Your breast milk is the best food for a newborn baby. It is not only nutritious but also contains essential growth factors, boost immunity. Studies have also proved that the very act of breastfeeding helps a mother and child build a strong bond.
That said, you may not always be able to breastfeed your baby directly. If you’ve gone back to work, you may need to express milk with a pump or manually and store it for a later feed. Some mothers may also produce more milk than needed. This may be used as donor milk. In either of these cases, here are a few do’s and don’ts for breast milk storage.
Do Use A Clean Container
Always use a clean food-grade hard plastic or glass container to store breast milk. Before putting the milk into this container, it should be washed with soap and water and dried. As far as possible, avoid containers made from plastic with chemical bis-phenol A (BPA).
Many brands also make special bags designed for breast milk storage. Generic plastic bags and disposable bottle liners should never be used to store breast milk. Every container should be labeled with the date. Ideally, use small containers that can store enough breast milk for a single feed.
Do Not Leave The Milk At Room Temperature For More Than 6 Hours
Breast milk will spoil if left out at room temperature for more than 6 hours. On a hot day, it could spoil even faster. If you plan on using the expressed breast milk on the same day, you can store it in an insulated cooler with a few ice packs.
Breast milk stored in the back of the refrigerator will keep for up to 5 days. Do not store breast milk in the refrigerator door shelves. Ideally, if you plan on keeping the breast milk for more than 3 days, you should freeze it. Once frozen, it has a 6-month shelf life. Remember that breast milk expands on freezing. Hence, do not fill containers all the way.
Do Thaw The Human Milk Gradually
Frozen breast milk must be thawed before it can be given to your baby. Never thaw breast milk by leaving it in the open or by heating it on the stove or microwave. Instead, place the container in another container filled with warm water.
This allows the human to thaw gradually and evenly. You could also use a bottle warmer. Overheating the milk can weaken its immunity protecting properties. You may also risk scalding your baby’s mouth. Ideally, your baby should be able to drink it once it has been brought to room temperature or just slightly warmed.
Do Not Add Leftover Breast Milk To Frozen Breast Milk
Any fresh or thawed breast milk leftover from a feed should be discarded or stored separately. You may keep it refrigerated and use it for the next feed but do not keep it for more than a day. Do not mix it with frozen breast milk either. This will partially thaw the frozen breast milk and may spoil it.

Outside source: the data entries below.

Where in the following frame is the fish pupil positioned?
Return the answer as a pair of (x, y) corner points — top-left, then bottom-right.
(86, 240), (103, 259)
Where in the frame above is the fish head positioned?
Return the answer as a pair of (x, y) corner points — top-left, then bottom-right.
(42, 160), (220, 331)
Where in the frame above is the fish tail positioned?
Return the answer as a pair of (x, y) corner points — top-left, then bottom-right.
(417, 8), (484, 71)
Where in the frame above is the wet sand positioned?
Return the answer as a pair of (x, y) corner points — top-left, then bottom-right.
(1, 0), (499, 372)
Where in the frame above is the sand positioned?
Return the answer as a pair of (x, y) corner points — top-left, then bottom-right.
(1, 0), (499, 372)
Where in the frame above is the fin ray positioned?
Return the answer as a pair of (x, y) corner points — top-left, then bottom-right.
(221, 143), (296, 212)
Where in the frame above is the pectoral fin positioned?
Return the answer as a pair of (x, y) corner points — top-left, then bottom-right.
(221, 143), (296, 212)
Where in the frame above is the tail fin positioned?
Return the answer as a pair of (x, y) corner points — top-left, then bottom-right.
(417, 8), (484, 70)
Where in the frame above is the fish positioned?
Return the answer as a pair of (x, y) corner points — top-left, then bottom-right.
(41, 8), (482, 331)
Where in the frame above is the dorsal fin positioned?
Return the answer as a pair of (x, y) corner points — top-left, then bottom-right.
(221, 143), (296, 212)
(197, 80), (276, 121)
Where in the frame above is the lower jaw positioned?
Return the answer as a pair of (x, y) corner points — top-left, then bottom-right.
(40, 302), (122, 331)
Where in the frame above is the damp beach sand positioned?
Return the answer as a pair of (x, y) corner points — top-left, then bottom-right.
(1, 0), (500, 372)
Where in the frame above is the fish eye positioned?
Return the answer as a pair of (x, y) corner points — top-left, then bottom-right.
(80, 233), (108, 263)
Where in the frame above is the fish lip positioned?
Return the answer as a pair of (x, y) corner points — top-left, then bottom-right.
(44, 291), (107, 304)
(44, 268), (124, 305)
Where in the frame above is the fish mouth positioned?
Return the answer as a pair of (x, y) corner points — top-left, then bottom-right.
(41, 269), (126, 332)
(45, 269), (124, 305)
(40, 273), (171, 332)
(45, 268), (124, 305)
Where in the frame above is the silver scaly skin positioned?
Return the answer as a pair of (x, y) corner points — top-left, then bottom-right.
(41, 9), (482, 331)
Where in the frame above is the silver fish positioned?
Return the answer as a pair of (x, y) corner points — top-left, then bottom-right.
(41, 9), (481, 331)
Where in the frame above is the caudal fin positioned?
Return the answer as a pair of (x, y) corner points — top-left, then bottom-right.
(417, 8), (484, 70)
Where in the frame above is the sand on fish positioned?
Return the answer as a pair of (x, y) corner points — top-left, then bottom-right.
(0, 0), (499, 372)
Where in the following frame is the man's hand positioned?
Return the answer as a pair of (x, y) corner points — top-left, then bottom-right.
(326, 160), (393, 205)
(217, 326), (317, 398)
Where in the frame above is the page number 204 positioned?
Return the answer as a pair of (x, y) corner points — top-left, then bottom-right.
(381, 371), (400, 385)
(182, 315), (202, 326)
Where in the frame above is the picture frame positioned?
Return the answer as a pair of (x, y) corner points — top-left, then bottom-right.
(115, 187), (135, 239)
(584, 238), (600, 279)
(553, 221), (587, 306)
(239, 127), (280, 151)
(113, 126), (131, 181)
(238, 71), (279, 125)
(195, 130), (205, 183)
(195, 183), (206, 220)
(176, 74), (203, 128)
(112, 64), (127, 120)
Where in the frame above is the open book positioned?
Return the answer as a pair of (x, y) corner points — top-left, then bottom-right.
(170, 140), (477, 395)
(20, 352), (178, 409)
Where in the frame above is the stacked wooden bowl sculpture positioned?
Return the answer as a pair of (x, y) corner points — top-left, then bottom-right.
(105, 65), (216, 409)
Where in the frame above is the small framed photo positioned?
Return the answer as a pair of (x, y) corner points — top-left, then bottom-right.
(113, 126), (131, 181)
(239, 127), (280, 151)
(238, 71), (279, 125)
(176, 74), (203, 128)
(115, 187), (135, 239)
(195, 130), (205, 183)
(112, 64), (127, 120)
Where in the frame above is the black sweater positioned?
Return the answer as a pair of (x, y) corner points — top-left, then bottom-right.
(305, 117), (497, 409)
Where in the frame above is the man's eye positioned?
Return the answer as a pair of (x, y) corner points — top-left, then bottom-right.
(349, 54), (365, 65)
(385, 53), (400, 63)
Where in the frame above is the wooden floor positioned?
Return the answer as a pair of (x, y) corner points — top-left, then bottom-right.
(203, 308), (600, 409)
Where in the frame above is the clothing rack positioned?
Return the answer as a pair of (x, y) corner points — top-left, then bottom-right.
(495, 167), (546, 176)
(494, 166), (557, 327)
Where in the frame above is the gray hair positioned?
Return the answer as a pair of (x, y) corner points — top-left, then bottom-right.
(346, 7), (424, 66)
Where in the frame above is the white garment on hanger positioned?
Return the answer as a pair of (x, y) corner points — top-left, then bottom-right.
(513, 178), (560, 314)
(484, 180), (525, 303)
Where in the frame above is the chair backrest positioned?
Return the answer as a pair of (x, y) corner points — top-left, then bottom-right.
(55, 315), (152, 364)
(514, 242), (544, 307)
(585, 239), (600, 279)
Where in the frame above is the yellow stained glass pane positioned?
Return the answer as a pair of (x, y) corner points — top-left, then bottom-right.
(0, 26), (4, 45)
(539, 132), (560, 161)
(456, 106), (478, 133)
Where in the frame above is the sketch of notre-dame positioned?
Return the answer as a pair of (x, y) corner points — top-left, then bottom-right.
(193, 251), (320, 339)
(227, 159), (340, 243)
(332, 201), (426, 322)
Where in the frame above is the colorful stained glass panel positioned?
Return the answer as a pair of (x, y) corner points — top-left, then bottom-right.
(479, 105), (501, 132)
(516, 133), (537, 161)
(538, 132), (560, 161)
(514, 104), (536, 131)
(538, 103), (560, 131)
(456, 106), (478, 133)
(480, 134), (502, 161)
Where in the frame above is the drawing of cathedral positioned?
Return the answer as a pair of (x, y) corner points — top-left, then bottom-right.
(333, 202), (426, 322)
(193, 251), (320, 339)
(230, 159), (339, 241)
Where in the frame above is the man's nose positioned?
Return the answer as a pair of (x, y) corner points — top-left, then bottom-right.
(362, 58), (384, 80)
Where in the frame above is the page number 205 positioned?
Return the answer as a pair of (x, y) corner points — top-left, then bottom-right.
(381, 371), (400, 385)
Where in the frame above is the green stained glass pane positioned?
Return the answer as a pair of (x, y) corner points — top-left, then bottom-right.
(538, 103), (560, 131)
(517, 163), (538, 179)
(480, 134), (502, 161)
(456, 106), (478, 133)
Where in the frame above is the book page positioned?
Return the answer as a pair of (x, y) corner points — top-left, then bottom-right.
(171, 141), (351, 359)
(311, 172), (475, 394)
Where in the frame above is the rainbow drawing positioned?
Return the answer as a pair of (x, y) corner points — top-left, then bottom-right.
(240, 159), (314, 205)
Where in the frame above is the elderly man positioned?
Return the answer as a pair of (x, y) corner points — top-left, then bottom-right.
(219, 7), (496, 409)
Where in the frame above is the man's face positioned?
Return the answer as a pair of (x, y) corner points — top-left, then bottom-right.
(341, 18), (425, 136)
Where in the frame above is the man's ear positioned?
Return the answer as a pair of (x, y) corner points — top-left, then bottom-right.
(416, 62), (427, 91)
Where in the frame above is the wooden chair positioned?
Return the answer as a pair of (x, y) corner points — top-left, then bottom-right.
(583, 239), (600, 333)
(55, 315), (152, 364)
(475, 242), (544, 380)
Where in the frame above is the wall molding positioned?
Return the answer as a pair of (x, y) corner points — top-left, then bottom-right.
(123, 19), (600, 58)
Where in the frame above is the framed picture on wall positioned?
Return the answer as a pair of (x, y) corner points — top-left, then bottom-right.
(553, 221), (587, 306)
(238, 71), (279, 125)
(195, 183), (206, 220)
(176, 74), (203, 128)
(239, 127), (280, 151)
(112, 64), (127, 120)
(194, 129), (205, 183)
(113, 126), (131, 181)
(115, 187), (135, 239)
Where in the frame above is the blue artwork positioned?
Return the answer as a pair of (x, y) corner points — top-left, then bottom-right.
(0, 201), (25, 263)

As long as you follow the simple do’s and don’ts of breast milk storage, it can be used to supplement feeds when you are away from your baby or can be shared as donor milk. The latter is extremely helpful to mothers who are unable to produce sufficient breast milk for their little ones.
Though frozen human milk has a shelf life of 6 months, feeding a 6-month-old baby breast milk expressed when he was a few weeks old may not meet his nutritional requirements. So, instead of hoarding, isn’t it better if it could be used to feed another baby? It’s the simplest way to earn good karma!